Migraine may well be thought of as the injury compensation elephant in the room. Current statistics for the condition tend to suggest the real effect the condition could be having upon the UK working population. It has been estimated that there are around 190,000 migraine attacks lasting between 4 and 72 hours every single day.
A staggering 1 in 7 people suffer migraine, affecting twice as many women as men, and more than those with diabetes, asthma and epilepsy combined. Yet, nearly 4 in 10 of migraine sufferers will face discrimination or worse in the workplace because of their debilitating condition.
According to recent research, three out of five migraine sufferers have stated that their employers, “had not made any allowances or changes to accommodate the situation” and nearly a half felt unfairly treated because of the time they took off work when an attack occurred. In one study, it was found that over 20 per cent of migraine sufferers had actually lost their jobs.
The failure by some employers to recognise the seriousness of the condition could make them liable to disability discrimination law. In addition, there is also the real possibility that injury claims could be made as a result of working conditions having a contributory effect. Headaches are often the first sign and the most common symptoms for both physical and psychological disorders.
According to the World Health Organisation (WHO), severe migraine attacks are categorised as among the most disabling of illnesses, comparable to dementia, quadriplegia and active psychosis. WHO also state that depression, “is three times more common in people with migraine or severe headaches than in healthy individuals.”

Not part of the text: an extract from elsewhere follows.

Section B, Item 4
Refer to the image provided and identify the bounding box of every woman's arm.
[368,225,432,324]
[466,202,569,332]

Besides the intense and nausea inducing migraine pain which affects one side of the head, there is also a serious type of headache, which clusters around the eyes and a sharp shooting neuralgia pain affecting the face neck or the head.
A slip, trip and fall, which occurs in the workplace can lead to back and head injuries or even a fracture of the skull and frequent headaches. Where working conditions necessitate adopting an awkward position of head and body, unnatural stress is placed on the cranial nerve, which can result in prolonged episodes of headaches or other unspecified pain.
Migraine is the most prevalent neurological condition in the UK costing around £2.25 billion per annum and an estimated 25 million days lost from work. Yet, at least 50 per cent of all sufferers remain undiagnosed and undertreated, and less than a half seek advice from a doctor or health clinic.